A widespread crackdown on human rights lawyers in China has included attorneys seeking to work within China’s legal system to enhance religious freedom, Saperstein complained, including Zhang Kai, “a peaceful, respected, Christian human rights lawyer who was detained just prior to a meeting with me and whose whereabouts remain unknown.”

Kerry noted that no continent, no nation was exempt from religious bigotry, “sadly, even including our own…. It may be expressed through anti-Semitism or prejudice against Muslims; through the persecution of Christians, Hindus, Buddhists, Sikhs, and others; or it may come in the guise of attacks against religion itself, as we saw so tragically in Oregon at the beginning of this month.

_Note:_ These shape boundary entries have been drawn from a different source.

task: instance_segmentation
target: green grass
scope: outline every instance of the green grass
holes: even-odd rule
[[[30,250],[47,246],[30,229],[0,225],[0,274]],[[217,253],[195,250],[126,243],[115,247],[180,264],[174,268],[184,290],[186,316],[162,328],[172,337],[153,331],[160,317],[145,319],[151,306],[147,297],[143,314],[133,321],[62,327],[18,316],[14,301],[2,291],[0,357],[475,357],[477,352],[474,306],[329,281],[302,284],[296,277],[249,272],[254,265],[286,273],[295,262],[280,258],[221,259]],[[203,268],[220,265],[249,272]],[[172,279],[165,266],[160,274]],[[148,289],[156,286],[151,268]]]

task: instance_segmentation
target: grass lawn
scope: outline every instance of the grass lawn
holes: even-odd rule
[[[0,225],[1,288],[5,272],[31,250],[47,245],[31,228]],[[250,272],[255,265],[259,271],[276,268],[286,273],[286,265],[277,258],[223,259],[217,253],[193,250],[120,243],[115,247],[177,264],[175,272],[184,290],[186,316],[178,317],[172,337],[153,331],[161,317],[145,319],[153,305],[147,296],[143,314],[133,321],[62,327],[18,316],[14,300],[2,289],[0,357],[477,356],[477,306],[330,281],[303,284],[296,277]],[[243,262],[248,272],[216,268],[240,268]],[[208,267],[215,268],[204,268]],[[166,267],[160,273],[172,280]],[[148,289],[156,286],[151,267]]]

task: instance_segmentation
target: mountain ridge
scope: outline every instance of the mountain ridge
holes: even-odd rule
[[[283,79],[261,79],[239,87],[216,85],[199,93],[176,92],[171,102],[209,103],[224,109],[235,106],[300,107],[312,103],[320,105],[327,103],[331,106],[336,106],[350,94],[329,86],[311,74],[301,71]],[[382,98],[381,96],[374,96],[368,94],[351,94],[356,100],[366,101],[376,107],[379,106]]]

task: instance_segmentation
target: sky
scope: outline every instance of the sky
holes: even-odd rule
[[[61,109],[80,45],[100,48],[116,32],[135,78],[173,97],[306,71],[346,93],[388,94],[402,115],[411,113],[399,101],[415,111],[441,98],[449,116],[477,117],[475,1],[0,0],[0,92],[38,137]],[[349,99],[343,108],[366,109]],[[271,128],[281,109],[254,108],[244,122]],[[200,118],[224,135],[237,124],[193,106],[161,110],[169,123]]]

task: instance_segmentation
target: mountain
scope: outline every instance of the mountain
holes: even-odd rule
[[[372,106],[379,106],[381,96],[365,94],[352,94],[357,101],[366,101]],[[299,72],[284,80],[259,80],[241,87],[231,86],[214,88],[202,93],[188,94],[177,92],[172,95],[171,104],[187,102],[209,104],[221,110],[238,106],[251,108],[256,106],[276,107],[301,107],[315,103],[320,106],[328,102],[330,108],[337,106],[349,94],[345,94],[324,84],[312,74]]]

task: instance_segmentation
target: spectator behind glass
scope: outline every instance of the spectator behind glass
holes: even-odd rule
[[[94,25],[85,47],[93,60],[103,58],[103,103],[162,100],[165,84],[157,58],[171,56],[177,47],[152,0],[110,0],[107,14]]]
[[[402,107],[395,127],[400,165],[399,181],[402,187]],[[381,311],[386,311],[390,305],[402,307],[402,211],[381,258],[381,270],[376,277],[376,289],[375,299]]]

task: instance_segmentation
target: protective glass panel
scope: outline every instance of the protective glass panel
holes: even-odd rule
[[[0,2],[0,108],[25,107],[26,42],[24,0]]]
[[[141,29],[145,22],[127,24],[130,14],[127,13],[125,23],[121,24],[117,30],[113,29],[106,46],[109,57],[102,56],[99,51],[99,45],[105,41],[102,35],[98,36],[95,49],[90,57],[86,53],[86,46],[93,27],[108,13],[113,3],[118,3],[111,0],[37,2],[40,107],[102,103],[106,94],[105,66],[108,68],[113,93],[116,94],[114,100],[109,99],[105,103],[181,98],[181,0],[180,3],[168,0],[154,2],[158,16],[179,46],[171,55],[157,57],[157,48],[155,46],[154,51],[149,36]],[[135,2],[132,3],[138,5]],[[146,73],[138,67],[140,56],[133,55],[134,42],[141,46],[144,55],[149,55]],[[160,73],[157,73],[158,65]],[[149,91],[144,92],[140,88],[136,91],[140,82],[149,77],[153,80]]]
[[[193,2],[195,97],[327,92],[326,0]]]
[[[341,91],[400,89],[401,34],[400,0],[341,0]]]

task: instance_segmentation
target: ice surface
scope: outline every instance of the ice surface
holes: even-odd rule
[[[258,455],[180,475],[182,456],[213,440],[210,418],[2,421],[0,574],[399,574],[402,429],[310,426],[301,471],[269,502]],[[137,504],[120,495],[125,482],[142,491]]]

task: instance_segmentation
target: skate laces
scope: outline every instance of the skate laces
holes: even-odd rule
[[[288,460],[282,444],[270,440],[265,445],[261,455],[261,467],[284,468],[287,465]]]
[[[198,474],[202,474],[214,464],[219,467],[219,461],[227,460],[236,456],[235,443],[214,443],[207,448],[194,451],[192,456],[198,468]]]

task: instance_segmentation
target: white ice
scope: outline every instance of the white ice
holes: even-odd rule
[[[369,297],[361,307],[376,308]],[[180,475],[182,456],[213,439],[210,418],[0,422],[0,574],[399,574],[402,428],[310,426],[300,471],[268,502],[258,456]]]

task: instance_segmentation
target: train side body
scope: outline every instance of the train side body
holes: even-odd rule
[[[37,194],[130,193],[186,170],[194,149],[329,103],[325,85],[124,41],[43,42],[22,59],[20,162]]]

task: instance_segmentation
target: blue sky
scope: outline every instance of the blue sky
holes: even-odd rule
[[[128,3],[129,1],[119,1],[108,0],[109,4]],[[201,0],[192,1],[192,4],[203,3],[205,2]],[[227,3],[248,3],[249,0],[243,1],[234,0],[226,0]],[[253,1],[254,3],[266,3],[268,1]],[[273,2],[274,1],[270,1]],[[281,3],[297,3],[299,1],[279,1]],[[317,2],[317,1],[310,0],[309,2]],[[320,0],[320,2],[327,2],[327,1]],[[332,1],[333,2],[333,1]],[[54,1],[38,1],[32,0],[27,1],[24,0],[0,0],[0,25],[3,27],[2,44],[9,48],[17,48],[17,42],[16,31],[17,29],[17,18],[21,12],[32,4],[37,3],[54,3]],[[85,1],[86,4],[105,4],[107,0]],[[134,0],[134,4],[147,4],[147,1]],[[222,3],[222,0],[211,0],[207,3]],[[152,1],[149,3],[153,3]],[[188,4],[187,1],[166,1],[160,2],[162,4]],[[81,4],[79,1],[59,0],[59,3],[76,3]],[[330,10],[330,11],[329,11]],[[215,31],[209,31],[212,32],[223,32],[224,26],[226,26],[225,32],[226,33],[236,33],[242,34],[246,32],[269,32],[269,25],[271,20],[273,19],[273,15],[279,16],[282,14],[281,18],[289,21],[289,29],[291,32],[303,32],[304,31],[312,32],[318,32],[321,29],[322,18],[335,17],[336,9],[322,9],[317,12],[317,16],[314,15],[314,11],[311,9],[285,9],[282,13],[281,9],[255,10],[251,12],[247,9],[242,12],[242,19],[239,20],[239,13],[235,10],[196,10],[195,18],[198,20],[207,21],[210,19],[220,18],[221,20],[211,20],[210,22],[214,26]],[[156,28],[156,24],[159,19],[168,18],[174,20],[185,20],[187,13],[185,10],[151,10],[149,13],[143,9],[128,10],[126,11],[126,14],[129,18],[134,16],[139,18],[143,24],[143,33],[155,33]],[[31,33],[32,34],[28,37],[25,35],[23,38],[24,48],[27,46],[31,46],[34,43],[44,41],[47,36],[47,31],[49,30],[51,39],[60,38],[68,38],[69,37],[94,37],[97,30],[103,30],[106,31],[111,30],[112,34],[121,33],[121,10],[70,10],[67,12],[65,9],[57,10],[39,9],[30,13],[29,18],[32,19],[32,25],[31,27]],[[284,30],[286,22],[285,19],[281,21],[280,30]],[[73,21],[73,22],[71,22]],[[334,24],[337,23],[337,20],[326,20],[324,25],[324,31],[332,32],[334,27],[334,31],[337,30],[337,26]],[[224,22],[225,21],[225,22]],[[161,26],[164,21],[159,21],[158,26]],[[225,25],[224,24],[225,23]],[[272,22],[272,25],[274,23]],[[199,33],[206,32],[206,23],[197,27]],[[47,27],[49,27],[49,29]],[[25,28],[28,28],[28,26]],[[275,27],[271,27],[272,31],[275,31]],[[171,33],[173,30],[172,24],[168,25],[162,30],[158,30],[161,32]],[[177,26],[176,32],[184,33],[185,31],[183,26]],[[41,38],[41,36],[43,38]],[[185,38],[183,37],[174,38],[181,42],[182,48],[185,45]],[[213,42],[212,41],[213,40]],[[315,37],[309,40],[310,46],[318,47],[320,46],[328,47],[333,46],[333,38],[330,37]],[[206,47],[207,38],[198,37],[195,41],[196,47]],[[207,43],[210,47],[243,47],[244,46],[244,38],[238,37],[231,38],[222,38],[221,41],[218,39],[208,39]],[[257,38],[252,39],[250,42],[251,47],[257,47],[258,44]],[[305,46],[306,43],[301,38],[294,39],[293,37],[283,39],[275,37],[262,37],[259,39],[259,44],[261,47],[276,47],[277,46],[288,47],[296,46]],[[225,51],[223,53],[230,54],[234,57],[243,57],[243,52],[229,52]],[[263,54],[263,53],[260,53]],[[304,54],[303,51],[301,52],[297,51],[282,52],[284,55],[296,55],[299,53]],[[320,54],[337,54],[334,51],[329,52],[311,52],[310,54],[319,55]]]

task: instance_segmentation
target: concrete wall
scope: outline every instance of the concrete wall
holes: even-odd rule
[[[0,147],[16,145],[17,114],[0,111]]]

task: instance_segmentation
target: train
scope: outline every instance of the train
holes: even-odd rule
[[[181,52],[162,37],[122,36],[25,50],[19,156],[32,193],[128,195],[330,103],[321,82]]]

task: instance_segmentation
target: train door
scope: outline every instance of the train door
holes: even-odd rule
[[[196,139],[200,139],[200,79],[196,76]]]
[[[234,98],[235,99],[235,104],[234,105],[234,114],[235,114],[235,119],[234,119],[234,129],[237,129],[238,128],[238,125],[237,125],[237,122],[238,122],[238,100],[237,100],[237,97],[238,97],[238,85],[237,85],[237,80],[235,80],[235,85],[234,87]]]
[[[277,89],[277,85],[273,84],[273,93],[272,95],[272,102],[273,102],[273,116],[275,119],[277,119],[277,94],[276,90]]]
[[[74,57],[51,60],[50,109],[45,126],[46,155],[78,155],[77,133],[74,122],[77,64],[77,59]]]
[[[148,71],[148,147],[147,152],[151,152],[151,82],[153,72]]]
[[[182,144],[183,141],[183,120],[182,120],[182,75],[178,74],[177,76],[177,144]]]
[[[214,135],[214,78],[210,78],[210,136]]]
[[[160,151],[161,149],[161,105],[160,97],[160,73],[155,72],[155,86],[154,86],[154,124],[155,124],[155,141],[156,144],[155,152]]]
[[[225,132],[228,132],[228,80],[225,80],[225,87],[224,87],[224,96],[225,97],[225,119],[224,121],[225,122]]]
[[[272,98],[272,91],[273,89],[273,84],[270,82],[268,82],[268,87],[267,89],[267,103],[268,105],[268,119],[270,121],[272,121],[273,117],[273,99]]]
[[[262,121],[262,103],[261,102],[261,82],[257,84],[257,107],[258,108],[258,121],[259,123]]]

“We all have a responsibility,” Kerry said, “to affirm our faith in the principles of religious freedom that the world community has endorsed so many times and that have helped to uplift America and define our country since the 17th century, when Roger Williams issued his call for soul liberty, and when, some years later, Seneca chief Red Jacket told a missionary delegation from Boston, ‘Brother, we do not wish to destroy your religion. We only want to enjoy our own.’

“That’s the fundamental principle of tolerance that guides us,” the secretary said, “and it is a value worth fighting for.”